Spinach, Ham, and Swiss Hand Pies
These little pies are perfect for a light lunch with a small salad or cup of soup. If you prefer, feel free to substitute broccoli for the spinach.
Serves: 4Hands-on: 25 minutesTotal: 2 hours 25 minutesDifficulty: Medium
- 4 oz. frozen, chopped spinach, thawed and drained well
- 8 oz. sliced ham, roughly chopped
- 1 cup shredded Swiss cheese (4 oz.)
- 2 eggs, divided
- 1⁄4 tsp. ground cayenne pepper
- 1⁄8 tsp. ground nutmeg
- 1 large egg, beaten
- 2 1⁄2 cups all-purpose flour
- 1⁄4 cup sugar
- 1 tsp. salt
- 12 Tbsp. butter, cubed and chilled
- 1⁄4 cup vegetable shortening, chilled
- In a medium bowl, combine the spinach, ham, cheese, 1 egg, cayenne pepper, and nutmeg. Cover and chill for 1 hour.
- In a large bowl, whisk together flour, sugar, and salt. With your fingers, rub the chilled butter and shortening into the flour mixture until 30 percent of the fat is between pea-sized and hazelnut-sized, while the rest is blended well. Add 1⁄4 cup ice water and mix until the dough forms a ball. Add more water, 1 tablespoon at a time, if needed.
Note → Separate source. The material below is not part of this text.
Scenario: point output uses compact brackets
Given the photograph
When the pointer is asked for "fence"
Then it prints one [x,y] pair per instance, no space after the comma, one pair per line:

- Turn the dough onto a lightly floured surface and divide into 4 even balls. Form each ball into a disc. Wrap in plastic and chill for at least 30 minutes.
- Heat the oven to 425°F and line a baking sheet with parchment paper. Lightly beat remaining egg in a small bowl.
- Remove dough from the refrigerator and let sit for 10 minutes. On a lightly floured surface, roll each disc of dough into an 8-inch round. Place about 1⁄3 cup filling onto the pastry slightly off center, brush the edges of the pastry with beaten egg, and fold the dough over the filling. Pinch or crimp with a fork to seal. Place the pies on the prepared baking sheet and brush with beaten egg. With scissors or a sharp paring knife, cut vents in pastry so that steam can escape.
- Bake for 15 minutes, then reduce heat to 350°F and bake for an additional 25 minutes, or until the pastry is golden brown and juices are bubbling. Cool for 10 minutes before serving.